Despite these safety issues, a few paternosters remain operational, such as the one at the University of Sheffield’s Arts Tower and the University of Essex.

Currently, only a handful of operating paternoster remain in the UK: Newcastle University (Claremont Tower), the University of Sheffield (Arts Tower), Northwick Park Hospital, and the University of Essex (Albert Sloman Library).

The largest paternoster is located at the University of Sheffield’s Arts Tower, which also remains the tallest university-owned building in the United Kingdom.

The Engineering Behind Paternoster Lifts

The paternoster lift is a unique and fascinating piece of engineering.

Unlike conventional elevators, paternoster lifts are designed as a continuous loop of compartments that move slowly, allowing passengers to step on and off at their desired floor without the need for stopping or buttons.

Paternoster animated

The basic concept of the paternoster lift is a series of compartments connected like a chain, with two side-by-side openings on each level for passengers to enter and exit the “up” or “down” side of the lift.

The lift moves at a relatively slow pace, approximately one foot per second, which makes it possible for passengers to get on and off without stopping.

The constant movement of the lift, combined with the capacity of multiple compartments, means that passengers rarely have to wait for the lift, leading to increased efficiency compared to a conventional elevator.

To address these safety concerns engineers have adapted some safety measures over the decades, such as warnings or barriers to entry at gaps between cars and pressure-sensitive plates at the top of the compartments. However, these safety systems are not foolproof and have been known to fail. As a result, most countries have banned the construction of new paternoster lifts, but public support has allowed a few hundred of them to remain operational.

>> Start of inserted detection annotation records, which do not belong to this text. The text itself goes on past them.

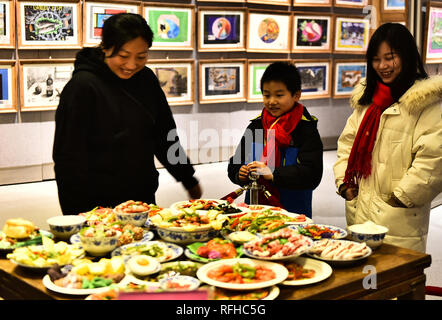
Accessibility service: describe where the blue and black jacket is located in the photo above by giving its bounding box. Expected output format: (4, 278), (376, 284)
(227, 107), (323, 218)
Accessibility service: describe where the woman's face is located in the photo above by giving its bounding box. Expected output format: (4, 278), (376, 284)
(103, 37), (149, 79)
(372, 41), (402, 84)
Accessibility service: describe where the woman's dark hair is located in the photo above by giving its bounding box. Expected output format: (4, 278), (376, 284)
(100, 13), (153, 57)
(358, 22), (428, 105)
(261, 61), (301, 95)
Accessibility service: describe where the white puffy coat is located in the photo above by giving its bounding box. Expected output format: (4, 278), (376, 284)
(333, 76), (442, 252)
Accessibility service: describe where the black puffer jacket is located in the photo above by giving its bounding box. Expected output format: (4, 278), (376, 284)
(53, 48), (198, 214)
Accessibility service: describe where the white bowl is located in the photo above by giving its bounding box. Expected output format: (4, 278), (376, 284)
(80, 231), (121, 256)
(347, 221), (388, 249)
(46, 215), (86, 240)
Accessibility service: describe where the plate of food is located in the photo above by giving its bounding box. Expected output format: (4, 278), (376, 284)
(111, 241), (183, 263)
(212, 286), (280, 300)
(184, 238), (243, 263)
(307, 239), (372, 266)
(292, 223), (347, 240)
(196, 258), (288, 290)
(43, 257), (126, 295)
(282, 257), (333, 286)
(243, 228), (313, 260)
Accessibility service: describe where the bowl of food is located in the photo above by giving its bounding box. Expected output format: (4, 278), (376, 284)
(46, 215), (86, 240)
(114, 200), (150, 227)
(347, 221), (388, 249)
(80, 225), (121, 256)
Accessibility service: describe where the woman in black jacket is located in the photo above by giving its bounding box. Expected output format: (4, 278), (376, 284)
(53, 13), (201, 214)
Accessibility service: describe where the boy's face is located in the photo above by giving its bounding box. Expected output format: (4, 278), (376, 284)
(262, 81), (301, 117)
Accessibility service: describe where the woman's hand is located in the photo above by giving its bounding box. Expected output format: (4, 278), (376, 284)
(247, 161), (273, 181)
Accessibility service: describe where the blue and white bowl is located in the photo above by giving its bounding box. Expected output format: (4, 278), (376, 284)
(114, 210), (149, 227)
(157, 226), (219, 244)
(46, 215), (86, 240)
(80, 231), (121, 256)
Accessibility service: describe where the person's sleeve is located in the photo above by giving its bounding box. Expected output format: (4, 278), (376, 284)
(52, 74), (95, 214)
(393, 103), (442, 207)
(273, 121), (323, 190)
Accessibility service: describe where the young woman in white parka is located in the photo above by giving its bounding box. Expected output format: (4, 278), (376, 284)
(333, 23), (442, 252)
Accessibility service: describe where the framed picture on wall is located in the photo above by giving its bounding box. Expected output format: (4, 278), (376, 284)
(83, 0), (141, 46)
(199, 59), (246, 103)
(19, 59), (74, 111)
(334, 17), (370, 54)
(142, 3), (195, 50)
(198, 7), (246, 52)
(0, 60), (17, 113)
(247, 59), (290, 102)
(146, 60), (195, 106)
(293, 0), (333, 7)
(423, 1), (442, 63)
(247, 11), (292, 53)
(334, 0), (368, 8)
(333, 60), (367, 98)
(293, 59), (331, 100)
(17, 0), (81, 49)
(0, 0), (15, 48)
(292, 13), (333, 52)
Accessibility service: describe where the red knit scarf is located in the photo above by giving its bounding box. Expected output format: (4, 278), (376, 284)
(344, 82), (394, 187)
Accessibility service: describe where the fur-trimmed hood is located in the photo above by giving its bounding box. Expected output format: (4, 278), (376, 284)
(350, 75), (442, 114)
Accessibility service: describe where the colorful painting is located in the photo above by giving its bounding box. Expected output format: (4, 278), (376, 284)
(334, 61), (367, 97)
(293, 15), (331, 52)
(144, 6), (194, 49)
(83, 2), (139, 45)
(335, 18), (370, 52)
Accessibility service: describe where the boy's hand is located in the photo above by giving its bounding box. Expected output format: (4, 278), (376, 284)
(247, 161), (273, 180)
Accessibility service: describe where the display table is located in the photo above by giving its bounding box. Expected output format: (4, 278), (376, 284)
(0, 244), (431, 300)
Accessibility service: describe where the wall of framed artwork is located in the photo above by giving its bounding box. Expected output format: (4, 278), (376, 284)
(333, 59), (367, 98)
(142, 3), (195, 50)
(16, 0), (82, 49)
(198, 59), (246, 104)
(83, 0), (141, 46)
(146, 59), (195, 106)
(19, 59), (74, 111)
(247, 10), (292, 53)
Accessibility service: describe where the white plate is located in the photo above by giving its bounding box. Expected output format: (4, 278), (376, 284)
(196, 258), (289, 290)
(282, 257), (333, 286)
(43, 274), (118, 296)
(111, 241), (184, 263)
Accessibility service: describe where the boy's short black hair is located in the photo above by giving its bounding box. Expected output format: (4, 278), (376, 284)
(101, 13), (153, 57)
(261, 61), (301, 95)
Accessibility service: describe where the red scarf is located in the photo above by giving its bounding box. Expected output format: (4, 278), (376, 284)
(258, 103), (304, 207)
(344, 82), (394, 188)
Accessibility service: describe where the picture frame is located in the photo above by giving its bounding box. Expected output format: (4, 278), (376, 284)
(247, 10), (292, 53)
(333, 17), (370, 54)
(16, 0), (82, 49)
(382, 0), (407, 12)
(422, 1), (442, 64)
(83, 0), (141, 47)
(19, 59), (75, 111)
(292, 0), (332, 7)
(142, 2), (195, 50)
(293, 59), (331, 100)
(247, 59), (290, 103)
(198, 7), (246, 52)
(333, 59), (367, 99)
(292, 12), (334, 53)
(334, 0), (368, 8)
(198, 59), (246, 104)
(0, 60), (18, 113)
(0, 0), (15, 49)
(146, 59), (195, 106)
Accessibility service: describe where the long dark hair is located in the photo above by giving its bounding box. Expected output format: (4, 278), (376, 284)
(358, 23), (428, 105)
(100, 13), (153, 57)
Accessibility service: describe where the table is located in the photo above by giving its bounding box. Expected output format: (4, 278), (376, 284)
(0, 243), (431, 300)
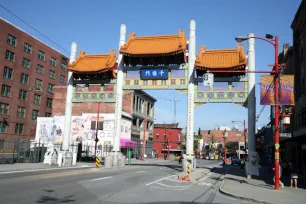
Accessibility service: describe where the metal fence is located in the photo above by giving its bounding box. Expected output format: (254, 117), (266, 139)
(0, 141), (47, 164)
(0, 140), (154, 164)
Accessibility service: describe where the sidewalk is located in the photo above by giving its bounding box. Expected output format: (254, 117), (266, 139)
(0, 162), (95, 173)
(220, 166), (306, 204)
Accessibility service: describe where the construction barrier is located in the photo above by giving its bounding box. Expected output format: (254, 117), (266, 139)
(96, 157), (100, 168)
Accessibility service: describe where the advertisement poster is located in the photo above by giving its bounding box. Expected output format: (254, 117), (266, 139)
(35, 117), (64, 144)
(260, 75), (294, 106)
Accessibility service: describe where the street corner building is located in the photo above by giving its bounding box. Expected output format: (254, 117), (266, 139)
(0, 18), (68, 149)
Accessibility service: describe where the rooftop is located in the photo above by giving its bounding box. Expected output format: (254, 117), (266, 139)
(120, 31), (187, 57)
(154, 123), (182, 129)
(68, 50), (117, 73)
(195, 45), (247, 70)
(0, 17), (68, 58)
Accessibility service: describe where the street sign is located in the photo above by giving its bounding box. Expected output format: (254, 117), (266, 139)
(279, 133), (291, 138)
(140, 68), (168, 80)
(203, 73), (214, 86)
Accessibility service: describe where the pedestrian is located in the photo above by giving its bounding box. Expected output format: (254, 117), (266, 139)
(273, 164), (284, 188)
(290, 164), (298, 188)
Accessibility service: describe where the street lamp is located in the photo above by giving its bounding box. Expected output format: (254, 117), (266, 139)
(235, 34), (280, 190)
(232, 120), (247, 161)
(223, 129), (228, 162)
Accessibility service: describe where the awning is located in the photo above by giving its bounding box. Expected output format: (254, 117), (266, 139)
(120, 138), (136, 147)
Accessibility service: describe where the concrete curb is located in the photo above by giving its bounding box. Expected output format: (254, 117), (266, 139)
(195, 167), (215, 181)
(219, 174), (278, 204)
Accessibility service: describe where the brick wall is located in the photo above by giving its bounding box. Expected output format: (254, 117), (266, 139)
(52, 86), (133, 116)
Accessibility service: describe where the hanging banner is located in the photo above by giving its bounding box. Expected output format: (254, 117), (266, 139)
(260, 75), (294, 106)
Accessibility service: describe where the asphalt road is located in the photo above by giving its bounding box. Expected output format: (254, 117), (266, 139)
(0, 160), (253, 204)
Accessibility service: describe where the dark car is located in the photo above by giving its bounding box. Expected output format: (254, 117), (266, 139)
(231, 156), (241, 165)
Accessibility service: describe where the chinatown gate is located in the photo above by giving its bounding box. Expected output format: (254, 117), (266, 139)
(63, 20), (255, 175)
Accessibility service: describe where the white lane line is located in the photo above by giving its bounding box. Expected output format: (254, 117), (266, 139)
(0, 165), (92, 175)
(135, 171), (146, 174)
(146, 175), (176, 186)
(91, 176), (113, 181)
(156, 183), (187, 188)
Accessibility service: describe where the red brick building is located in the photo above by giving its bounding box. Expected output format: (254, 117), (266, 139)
(153, 123), (183, 158)
(52, 86), (133, 116)
(0, 18), (68, 144)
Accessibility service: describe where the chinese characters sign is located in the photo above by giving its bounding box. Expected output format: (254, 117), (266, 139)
(140, 69), (168, 80)
(260, 75), (294, 106)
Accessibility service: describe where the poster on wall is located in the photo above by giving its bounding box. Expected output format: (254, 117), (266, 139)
(260, 75), (294, 106)
(35, 117), (65, 144)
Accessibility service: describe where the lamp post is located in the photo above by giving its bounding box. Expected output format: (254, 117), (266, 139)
(95, 102), (101, 158)
(223, 129), (228, 161)
(142, 117), (147, 161)
(232, 120), (247, 161)
(235, 34), (280, 190)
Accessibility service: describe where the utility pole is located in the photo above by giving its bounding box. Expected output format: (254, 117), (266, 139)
(159, 96), (181, 124)
(95, 102), (101, 158)
(142, 116), (147, 161)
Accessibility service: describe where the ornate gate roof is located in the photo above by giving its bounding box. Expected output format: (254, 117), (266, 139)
(195, 45), (247, 70)
(68, 50), (117, 73)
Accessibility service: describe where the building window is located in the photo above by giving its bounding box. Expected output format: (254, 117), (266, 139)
(15, 123), (24, 135)
(3, 67), (13, 80)
(7, 34), (17, 47)
(35, 79), (42, 90)
(34, 94), (41, 105)
(23, 43), (32, 54)
(60, 75), (65, 84)
(47, 98), (52, 108)
(49, 70), (55, 79)
(38, 50), (45, 61)
(61, 58), (68, 72)
(0, 121), (7, 133)
(50, 57), (56, 67)
(301, 110), (306, 127)
(19, 89), (27, 101)
(17, 106), (25, 118)
(5, 50), (15, 62)
(32, 110), (39, 120)
(48, 84), (54, 93)
(20, 73), (29, 85)
(22, 58), (31, 69)
(0, 103), (9, 115)
(1, 84), (11, 97)
(37, 64), (44, 74)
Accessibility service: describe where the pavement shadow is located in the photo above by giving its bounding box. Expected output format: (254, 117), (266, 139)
(36, 189), (76, 204)
(131, 163), (182, 172)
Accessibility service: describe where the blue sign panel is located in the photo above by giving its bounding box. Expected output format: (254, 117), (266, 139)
(140, 68), (168, 80)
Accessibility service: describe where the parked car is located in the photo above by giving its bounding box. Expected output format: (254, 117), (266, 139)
(231, 156), (241, 165)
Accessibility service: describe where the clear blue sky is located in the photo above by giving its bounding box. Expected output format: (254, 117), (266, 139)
(0, 0), (301, 131)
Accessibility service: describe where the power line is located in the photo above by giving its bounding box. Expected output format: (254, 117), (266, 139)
(0, 4), (69, 53)
(0, 4), (97, 72)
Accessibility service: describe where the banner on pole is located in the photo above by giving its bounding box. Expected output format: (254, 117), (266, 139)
(260, 75), (294, 106)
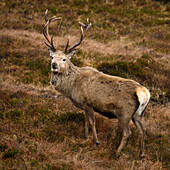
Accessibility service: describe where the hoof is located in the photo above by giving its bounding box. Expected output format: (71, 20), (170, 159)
(113, 153), (120, 160)
(96, 141), (100, 146)
(140, 155), (145, 160)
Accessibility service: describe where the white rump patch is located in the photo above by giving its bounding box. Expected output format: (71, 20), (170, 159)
(135, 87), (150, 116)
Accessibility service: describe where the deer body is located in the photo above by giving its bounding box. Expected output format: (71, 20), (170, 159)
(44, 11), (150, 157)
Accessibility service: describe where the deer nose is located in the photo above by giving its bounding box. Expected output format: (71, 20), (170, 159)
(52, 63), (57, 69)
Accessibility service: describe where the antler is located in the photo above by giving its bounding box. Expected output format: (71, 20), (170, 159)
(65, 19), (91, 54)
(43, 9), (61, 52)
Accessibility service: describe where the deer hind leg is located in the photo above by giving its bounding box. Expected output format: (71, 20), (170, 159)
(132, 115), (146, 158)
(116, 122), (132, 156)
(84, 114), (89, 139)
(85, 107), (100, 145)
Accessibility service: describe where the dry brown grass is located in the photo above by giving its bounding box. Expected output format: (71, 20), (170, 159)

While the construction of new publicly accessible paternoster lifts has been halted, other cyclic people-moving systems have been developed for specific settings, such as factories.

These modern variants, often referred to as “man lift” and the “valet lift,” are designed to be used by paid and able-bodied personnel who are trained in their operation.

  • The Paternoster lift at the University of Essex has gone viral on TikTok, amassing over 2.5 million views.
  • The lift, installed in 1967, is one of only three remaining Paternoster lifts in service in the UK.
  • The lift was refurbished in 2019 with new features, including a vari-speed drive system and modernized control system.
  • Paternoster lifts are a unique type of elevator that move in a continuous loop and were popular in the early 20th century.
  • Paternoster lifts are no longer commonly used due to safety concerns, but a few remain operational, including at the University of Essex and the University of Sheffield.
  • Paternoster lifts are an engineering marvel of their time, but their design poses risks, especially for vulnerable groups like the elderly and disabled.
  • Modern variants of paternoster lifts, such as man lifts and valet lifts, are designed for specific settings and are operated by trained personnel.